Friday, July 3, 2015

Out of Town on a Rail (3:10am to Yuma)

The more money one has, the more expensive one's tastes often get. The more varied one's appetite, the harder it is to find something new and exciting. There's a reason Baskin Robbins had to come up with 31 flavors. The ice-cream bloated, Baby Boom generation market demanded it. So too is it with birding. The birding in Arizona has not gotten old nor stodgy nor dull, but it is becoming increasingly difficult to find new birds in the state, particularly new birds that are resident for part of the year and not whimsical code 5 rarities. Five-striped Sparrows and Ferruginous Pygmies still await at their respective locales, but there was one more loose end I needed to tie up.

I put off Black Railing on the western AZ border for a few reasons. It's a long, unpleasant drive. It's uncomfortable. It comes at the expense of other birding opportunities. It's a near-gaurantee one will get crappy-to-none looks and photos of the bird. Turns out that all of these negatives cannot outweigh the downsides of a torrid Tuesday in Phoenix inbetween two 10-hour workdays when no one else is in the office. As such, Butler's birds finally headed west to Mittry Lake, which is accessed through the Imperial Dam area and ubiquitous desert Army base. Here at the YPG, birders, Euclidian geometrists, and coming-of-age adolescent boys who have troubled relationships with their fathers all convene for their various and sundry needs. 

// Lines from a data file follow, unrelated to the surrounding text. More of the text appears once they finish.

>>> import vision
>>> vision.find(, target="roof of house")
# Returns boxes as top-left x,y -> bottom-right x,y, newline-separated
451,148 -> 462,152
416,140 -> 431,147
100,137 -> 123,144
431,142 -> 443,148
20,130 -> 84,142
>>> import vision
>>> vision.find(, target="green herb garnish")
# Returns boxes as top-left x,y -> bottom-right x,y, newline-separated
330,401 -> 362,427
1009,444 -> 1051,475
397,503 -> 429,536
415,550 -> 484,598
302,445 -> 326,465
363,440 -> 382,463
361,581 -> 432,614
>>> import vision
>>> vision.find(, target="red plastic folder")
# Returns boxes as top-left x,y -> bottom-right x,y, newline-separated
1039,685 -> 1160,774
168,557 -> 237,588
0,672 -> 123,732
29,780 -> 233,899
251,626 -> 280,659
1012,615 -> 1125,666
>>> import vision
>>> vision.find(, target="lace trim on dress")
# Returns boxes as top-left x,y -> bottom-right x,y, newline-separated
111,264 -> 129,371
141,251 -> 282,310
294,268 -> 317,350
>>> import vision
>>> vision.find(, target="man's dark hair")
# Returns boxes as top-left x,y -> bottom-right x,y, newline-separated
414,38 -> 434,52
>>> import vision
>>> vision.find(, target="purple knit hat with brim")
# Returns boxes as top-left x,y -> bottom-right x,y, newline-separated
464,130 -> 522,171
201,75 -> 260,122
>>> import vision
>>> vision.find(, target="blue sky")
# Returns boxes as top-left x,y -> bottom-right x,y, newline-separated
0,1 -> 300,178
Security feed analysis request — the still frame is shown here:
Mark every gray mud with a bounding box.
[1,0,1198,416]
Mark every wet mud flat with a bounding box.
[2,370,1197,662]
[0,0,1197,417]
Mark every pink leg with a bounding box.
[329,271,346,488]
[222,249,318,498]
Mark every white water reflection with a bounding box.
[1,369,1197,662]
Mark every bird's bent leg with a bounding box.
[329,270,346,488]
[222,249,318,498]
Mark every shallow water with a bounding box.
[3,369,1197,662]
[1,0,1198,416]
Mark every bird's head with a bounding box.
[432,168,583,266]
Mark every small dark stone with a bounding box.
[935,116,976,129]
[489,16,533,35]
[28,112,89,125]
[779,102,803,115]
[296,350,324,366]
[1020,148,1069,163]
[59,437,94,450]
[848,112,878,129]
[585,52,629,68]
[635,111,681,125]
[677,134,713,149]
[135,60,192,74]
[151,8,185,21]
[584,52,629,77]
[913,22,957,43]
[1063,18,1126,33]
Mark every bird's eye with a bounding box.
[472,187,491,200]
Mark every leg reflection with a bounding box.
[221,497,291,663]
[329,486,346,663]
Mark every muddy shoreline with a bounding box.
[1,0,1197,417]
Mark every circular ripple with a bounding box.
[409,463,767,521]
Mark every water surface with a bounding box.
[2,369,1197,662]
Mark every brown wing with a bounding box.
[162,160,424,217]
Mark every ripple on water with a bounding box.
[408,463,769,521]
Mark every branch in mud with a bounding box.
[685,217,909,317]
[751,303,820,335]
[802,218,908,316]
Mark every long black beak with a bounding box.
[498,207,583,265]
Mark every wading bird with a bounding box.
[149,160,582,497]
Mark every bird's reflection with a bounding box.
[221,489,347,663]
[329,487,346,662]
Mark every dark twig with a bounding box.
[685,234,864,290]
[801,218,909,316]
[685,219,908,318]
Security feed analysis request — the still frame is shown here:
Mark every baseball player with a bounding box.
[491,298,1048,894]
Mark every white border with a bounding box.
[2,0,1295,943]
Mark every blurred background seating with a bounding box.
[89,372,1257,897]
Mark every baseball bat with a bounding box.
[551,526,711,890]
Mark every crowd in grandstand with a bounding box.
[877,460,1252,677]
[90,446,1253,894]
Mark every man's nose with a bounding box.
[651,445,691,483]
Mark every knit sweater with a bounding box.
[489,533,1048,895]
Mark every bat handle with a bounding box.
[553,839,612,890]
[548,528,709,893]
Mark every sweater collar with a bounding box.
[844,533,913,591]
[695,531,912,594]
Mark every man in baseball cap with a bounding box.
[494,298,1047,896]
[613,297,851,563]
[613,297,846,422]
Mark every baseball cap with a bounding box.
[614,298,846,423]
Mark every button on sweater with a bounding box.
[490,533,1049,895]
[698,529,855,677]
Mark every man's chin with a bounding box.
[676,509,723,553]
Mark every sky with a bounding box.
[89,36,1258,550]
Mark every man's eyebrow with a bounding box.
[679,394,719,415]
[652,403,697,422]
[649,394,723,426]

Truth be told I had additional business here as I have recorded exactly 0 ebird lists in Yuma, so before debasing myself after the Rails I took some time to check out other areas along the Mittrry lake watershed. Typcial raptors stayed hidden in shadows, and Indigo Buntings did not.


Indigo Buntings are gorgeous right? This is something that everyone would admit, and yet I still get the impression that we (myself included) do not hold them to be of the same pulchritudinous caliber as many Warbler species. They're certainly not prized in the same way, and some of this can be explained by the fact that is a pretty quotidian bird in open fields and riparian areas around most of the country in summer. But here's my adjoining theory: INBUs are a brilliant blue, and they're entirely blue. It's like eating a piece of double fudge flourless cake--delicious but you can only have a small amount of it because it's so rich and so homogenous. It's harder to appreciate and sustain without some variety. Cardinals and Summer Tanagers suffer from this syndrome as well--again, not that anyone dislikes them or casts aspersions on their aesthetic, but they'll never occupy the highest levels of bird beauty pageants.    

Mittry Lake has its share of open water, but most of the territory is a forest of 5-to-6 foot reeds and rushes. Considering that Black Rails are about 6 inches long and super secretive, and that most dudes have a hard enough time finding their own weeners in a public restroom, it seemed a daunting task.


Walking around the reeds and rushes was fine, but it was pretty clear that doing so would yield little, and certainly no actual sightings. This is where the birding got unapologetically terrible. As I was determined to get some thin sighting such that Black Rail wouldn't languish on the dreaded 'heard-only' list, I decided to take off the sneakers and walk right through/over/under/around the flood plain...for hours. It is a rare thing indeed for a birder to un-ironically utter something along the lines of, "Fan-freaking-tastic it flushed away!" but that's almost the operating goal with BLRAs.
"Much like a public restroom toilet, BLRAs will flush if stepped on." -- Magill Weber
I eventually lucked into a spot where a couple of the birds where calling, and with only a modicum of shame I can also say that after recording the vocalizations I sloughed around enough to eventually flush one of them. It was an even more glorious 1.9 seconds than that time after Junior-year prom, and just as then there are no pictures to prove any exploits or allegations, absent sound recordings. Enjoy the grass video.



You have to pay the piper...if you want to dance. My beautiful dancer's legs got scraped straight to hell and I do not believe that my shoes will recover (there's stinking tar-mud and standing water underneath all the pretty grass) but hey lifers is as lifers does. It was tempting to stick it out for an hour or two of nocturnal birding, especially as the Rails became more active, but the bugs were also becoming intolerable and, since this is Arizona, there was still plenty of spiky thorny stuff even in the marsh areas, so much like any mal-adapted creature that finds itself caught out at nightfall, I chickened out.